Zafer Partisi Derince İlçe Başkanı Burak Altan’ın yazılı açıklamasının içeriği şöyle:
KİRLİ SİYASETİN KARŞISINDA DURMAYA DEVAM EDECEĞİZ
Siyaseti onur, ahlak ve etik kurallar çerçevesinde yapmaya özen gösterenler olarak, son günlerde bir siyasi partinin Derince ilçe başkanı tarafından yapılan açıklamaları dikkatle takip ettik.
Ne yazık ki, bu açıklamalar, siyasi ikbali için her yolu mübah gören, hatta genç bir kadının onurunu hiçe sayacak kadar sorumsuz bir zihniyetin yansımasıdır.
Zafer Partisi olarak, bu süreç boyunca üçüncü kişilere zarar vermemek adına asla dedikodu üretmedik, basın yoluyla kimseye saldırmadık ve iftira siyasetine başvurmadık.
Ancak görüyoruz ki, bazıları kendi geçmişlerini aklamaya çalışırken, siyasi rakiplerini karalamak için hiçbir etik değeri gözetmeden hareket etmektedir.
Bahsi geçen şahıs, hakkında ciddi iddialar gündeme geldiğinde, parti içi ihraç sürecinin başlamasıyla birlikte istifa etmiş ve hemen ardından başka bir partide siyaset yapmaya devam etmiştir.
Yani bu istifa, onurlu bir duruş sergilemekten çok, siyaseten kendini kurtarma operasyonudur. Ancak unutulmamalıdır ki, onur, geçmişi silerek ya da gerçekleri çarpıtarak değil, gerektiğinde sessiz ve vakur bir duruş sergileyerek korunur.
Kendi ifadesine göre yargıya taşınmış bir konu hakkında, basın yoluyla açıklamalar yaparak mağdur edebiyatı yapması ve aynı zamanda suçlamalarda bulunması, içinde bulunduğu ruh halini gözler önüne serdiği gibi yargıyı da etkilemeye yönelik çırpınışlardır.

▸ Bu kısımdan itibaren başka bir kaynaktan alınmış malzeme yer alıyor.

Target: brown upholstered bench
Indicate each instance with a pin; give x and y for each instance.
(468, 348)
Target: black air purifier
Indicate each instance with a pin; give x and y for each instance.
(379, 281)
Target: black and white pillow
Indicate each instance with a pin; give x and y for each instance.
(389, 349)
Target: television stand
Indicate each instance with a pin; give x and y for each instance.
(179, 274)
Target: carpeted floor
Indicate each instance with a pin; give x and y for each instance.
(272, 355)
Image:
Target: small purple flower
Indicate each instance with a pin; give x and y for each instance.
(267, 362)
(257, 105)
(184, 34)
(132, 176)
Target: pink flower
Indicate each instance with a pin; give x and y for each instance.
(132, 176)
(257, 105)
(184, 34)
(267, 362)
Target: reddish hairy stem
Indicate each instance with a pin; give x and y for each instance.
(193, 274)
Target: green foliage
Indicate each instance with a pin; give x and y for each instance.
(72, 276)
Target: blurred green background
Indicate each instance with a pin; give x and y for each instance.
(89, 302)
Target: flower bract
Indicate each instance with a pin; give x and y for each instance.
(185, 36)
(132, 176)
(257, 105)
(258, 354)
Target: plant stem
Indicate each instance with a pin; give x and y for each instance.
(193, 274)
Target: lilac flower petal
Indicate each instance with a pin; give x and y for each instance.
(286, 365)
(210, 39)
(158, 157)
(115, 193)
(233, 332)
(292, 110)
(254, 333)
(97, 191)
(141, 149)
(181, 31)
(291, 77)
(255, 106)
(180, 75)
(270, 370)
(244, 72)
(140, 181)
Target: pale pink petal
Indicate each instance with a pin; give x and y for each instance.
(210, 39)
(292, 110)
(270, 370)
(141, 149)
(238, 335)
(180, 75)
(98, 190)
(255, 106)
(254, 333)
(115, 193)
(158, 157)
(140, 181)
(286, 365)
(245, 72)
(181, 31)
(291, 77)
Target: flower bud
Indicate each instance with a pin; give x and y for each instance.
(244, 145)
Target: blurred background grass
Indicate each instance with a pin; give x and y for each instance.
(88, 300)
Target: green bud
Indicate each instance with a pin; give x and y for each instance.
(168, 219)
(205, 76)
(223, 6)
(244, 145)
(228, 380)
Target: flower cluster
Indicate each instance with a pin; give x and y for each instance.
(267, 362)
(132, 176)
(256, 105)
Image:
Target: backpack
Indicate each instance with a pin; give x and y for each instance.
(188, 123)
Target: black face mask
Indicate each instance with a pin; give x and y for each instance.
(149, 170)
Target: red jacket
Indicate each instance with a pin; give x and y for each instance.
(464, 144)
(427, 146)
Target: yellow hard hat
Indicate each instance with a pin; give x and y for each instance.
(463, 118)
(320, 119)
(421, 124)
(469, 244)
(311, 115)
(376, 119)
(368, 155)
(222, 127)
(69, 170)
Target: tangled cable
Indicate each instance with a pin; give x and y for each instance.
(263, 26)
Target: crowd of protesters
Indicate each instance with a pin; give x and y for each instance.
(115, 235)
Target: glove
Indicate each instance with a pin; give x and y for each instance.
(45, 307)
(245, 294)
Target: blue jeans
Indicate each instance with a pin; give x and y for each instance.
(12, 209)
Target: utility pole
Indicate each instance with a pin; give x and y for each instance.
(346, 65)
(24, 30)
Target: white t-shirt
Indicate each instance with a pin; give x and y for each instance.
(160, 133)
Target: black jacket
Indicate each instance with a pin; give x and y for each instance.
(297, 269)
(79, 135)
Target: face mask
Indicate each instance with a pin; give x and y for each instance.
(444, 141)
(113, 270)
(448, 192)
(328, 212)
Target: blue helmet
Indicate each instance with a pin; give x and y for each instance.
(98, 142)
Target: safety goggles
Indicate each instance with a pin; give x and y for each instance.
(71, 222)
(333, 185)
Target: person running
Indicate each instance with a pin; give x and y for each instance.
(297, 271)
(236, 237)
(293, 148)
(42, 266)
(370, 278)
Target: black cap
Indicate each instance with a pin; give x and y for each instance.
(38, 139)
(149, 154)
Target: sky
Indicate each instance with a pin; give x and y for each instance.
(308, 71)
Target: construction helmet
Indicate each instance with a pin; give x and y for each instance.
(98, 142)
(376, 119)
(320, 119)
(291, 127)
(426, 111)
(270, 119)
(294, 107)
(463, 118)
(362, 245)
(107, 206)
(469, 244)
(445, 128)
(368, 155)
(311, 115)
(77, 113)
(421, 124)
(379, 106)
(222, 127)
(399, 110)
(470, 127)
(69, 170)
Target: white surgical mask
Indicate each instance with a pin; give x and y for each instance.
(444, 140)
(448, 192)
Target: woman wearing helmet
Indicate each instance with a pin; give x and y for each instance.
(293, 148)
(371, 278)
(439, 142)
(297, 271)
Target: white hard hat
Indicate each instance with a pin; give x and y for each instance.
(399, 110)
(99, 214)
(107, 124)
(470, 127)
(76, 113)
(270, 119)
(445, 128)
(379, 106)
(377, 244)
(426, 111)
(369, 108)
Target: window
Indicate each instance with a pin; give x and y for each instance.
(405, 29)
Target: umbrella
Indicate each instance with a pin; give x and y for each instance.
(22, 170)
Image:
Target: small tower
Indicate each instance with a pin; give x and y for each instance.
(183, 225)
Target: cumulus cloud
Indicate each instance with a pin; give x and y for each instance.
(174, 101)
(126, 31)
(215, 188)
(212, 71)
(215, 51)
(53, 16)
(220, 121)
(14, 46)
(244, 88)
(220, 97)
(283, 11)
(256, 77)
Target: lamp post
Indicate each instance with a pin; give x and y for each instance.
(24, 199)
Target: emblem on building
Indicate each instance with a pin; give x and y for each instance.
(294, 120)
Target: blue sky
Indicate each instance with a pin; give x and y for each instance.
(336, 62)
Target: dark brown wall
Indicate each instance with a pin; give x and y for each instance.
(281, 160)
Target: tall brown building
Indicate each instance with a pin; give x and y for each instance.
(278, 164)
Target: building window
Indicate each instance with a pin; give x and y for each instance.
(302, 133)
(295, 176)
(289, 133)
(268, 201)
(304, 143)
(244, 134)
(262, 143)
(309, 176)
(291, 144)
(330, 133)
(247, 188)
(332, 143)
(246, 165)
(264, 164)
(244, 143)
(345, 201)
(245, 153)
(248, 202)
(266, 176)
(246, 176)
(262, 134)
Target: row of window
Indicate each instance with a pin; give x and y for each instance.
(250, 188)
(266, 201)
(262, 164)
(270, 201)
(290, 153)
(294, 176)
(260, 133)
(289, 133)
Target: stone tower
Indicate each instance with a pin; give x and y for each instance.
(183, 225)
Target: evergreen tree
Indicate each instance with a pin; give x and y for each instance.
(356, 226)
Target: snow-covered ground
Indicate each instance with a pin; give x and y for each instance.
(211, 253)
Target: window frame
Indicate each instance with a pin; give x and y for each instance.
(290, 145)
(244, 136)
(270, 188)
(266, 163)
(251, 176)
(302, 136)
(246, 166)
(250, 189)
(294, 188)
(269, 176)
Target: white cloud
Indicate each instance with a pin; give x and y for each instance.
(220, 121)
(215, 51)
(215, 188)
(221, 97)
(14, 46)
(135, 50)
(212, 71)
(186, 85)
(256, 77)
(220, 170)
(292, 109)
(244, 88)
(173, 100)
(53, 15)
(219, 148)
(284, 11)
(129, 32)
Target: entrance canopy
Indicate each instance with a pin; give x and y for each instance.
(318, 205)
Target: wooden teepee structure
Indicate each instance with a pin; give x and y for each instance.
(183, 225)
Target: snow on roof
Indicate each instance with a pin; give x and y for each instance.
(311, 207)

Bu tür davranışlar halk arasında "hem suçlu hem güçlü" olarak tanımlanır. Yapılan şey, basit bir aklama ve siyasette tutunma çabasıdır. Oysa onurlu bir insan, böyle bir süreçte adaletin kararını bekler.
Açıklamaları baştan aşağı tutarsızlıklarla doludur. Disiplin sürecinin başladığı gün istifa eden ve savunmasını dahi vermeyen birinin, "Savunma hakkım elimden alındı" gibi iddialarda bulunması, kendi içinde çelişkilidir.
İstifasını kamuoyuna duyuran kendisiyken, şimdi mağdur olduğunu iddia etmesi, iyi niyetle açıklanabilecek bir durum değildir. İddiasına göre savunma hakkı verilmemiş olan malum kişi İl Disiplin Kurlu tarafından davet edildiği gün istifasını şahsi sosyal medya hesabından duyurmuştur.
Yoksa bu istifayı da mı bana iftira attı, psikolojik sorunları var dediği ve suçladığı mağdur mu paylaşmıştır ? Dahası, geçmişte güvendiği ve birlikte çalıştığı bir kişiyi, işine gelmeyince "psikolojik sorunları var" diyerek itibarsızlaştırmaya çalışması, en hafif tabiriyle sorumsuzluktur.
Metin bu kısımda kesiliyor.